In setting his September deadline, the British Prime Minister, Mr Tony Blair, said the talks must mark "the point of decision" about the future direction of the political process in Northern Ireland, and indicated that London and Dublin would have to consider the alternatives if the DUP and Sinn Féin could not agree the basis for the restoration of the Stormont Assembly and Executive.
Speaking at a press conference in the Palace of Westminster, Mr Adams said he did not rule out progress at the talks, at which Mr Blair and the Taoiseach, Mr Ahern, will preside.
He repeated his prediction that the DUP would eventually do business with Sinn Féin.
However, he could not say when that would be, and warned both governments that the DUP's publicly declared position on IRA disarmament was "totally contrary to the Good Friday agreement."
Mr Adams said: "The DUP have been honest - they want to destroy the Good Friday agreement.
"So if you ask me for my expectation - if the publicly expressed position of the DUP is to destroy the agreement - then the prospects of progress in terms of seeing that agreement implemented are totally reliant upon a British government bringing unionists through the pain barrier and on them reconciling themselves to, or coming to tolerate, a new dispensation."
The Sinn Féin president added: "It is a matter of whether the Good Friday agreement prevails or the position of the DUP prevails, and that again is a question for the Taoiseach and for the British Prime Minister."
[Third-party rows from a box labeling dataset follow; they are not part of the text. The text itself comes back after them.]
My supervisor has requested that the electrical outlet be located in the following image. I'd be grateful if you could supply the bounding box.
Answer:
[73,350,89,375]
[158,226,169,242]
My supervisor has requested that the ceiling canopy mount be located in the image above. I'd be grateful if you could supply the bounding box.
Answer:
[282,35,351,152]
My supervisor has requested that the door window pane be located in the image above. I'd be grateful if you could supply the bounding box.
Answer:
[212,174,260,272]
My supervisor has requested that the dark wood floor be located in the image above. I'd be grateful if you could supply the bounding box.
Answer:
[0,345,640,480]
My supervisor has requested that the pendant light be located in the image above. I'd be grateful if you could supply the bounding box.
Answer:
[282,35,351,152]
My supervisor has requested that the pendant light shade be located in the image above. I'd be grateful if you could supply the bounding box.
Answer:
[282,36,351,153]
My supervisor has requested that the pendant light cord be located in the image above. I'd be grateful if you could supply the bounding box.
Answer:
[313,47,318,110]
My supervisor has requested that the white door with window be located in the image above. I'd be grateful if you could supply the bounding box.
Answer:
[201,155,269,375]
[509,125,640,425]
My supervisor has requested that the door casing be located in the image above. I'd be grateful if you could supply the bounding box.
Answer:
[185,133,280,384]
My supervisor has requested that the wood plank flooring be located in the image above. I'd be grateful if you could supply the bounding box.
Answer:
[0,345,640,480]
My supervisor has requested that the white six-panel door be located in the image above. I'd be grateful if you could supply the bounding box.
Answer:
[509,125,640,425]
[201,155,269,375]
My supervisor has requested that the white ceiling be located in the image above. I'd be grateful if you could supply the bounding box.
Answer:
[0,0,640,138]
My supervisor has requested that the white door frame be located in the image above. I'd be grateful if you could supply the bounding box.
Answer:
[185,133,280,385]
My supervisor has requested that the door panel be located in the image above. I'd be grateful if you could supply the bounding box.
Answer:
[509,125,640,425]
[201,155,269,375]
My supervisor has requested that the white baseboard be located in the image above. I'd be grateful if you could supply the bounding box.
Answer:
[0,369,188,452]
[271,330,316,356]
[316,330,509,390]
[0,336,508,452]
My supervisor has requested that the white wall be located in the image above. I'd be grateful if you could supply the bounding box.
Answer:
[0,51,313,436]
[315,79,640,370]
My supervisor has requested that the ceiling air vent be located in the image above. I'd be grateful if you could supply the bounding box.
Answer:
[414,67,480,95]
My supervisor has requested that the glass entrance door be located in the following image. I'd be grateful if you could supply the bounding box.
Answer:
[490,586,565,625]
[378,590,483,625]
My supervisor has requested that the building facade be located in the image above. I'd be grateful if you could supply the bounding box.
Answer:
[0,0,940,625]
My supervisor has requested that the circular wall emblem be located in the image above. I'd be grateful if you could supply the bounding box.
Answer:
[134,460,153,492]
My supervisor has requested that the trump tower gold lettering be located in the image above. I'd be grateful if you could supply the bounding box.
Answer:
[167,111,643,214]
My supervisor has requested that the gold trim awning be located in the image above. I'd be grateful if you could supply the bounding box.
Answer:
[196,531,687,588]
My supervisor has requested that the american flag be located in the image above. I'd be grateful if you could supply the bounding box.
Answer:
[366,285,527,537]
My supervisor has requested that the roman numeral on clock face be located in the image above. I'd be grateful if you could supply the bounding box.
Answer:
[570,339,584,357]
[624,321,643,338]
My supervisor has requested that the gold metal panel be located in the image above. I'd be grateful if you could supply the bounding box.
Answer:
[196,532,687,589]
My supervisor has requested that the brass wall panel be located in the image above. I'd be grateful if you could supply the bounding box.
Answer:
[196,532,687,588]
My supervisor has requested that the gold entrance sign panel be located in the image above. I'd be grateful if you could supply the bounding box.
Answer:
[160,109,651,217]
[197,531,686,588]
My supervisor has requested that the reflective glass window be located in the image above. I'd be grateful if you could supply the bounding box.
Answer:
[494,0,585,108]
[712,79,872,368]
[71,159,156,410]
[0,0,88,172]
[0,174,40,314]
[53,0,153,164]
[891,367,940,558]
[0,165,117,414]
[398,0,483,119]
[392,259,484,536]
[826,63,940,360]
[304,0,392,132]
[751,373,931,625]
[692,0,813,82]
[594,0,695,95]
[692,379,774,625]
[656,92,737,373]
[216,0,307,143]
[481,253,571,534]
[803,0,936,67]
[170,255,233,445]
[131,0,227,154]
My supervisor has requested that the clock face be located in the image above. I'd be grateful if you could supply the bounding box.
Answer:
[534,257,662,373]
Senior DUP sources last night told The Irish Times they still believed agreement was possible at Leeds Castle, although the party's declared requirements in terms of future reports by the Independent Monitoring Commission and the International Decommissioning Commission suggest a power-sharing administration could not be restored before mid-March at the earliest.
Moreover, Mr Adams's comments would suggest that his party is not ready to move from its strict interpretation of the arrangements for handling the decommissioning issue which led to the failure of its negotiation with the Ulster Unionists prior to last November's Assembly election.
"The issue of arms has to be dealt with. I want to see it dealt with," he said.
"The agreement established a commission to do just that, and made it very clear that that was not a precondition for the holding of ministerial office or for the recognition of democratic mandates," he said.
During a two-day book promotional visit to London in which he was expected to have further discussions with senior Downing Street officials, Mr Adams suggested that "the issue of arms" would be successfully dealt with only in the context of "a process of sustainable change".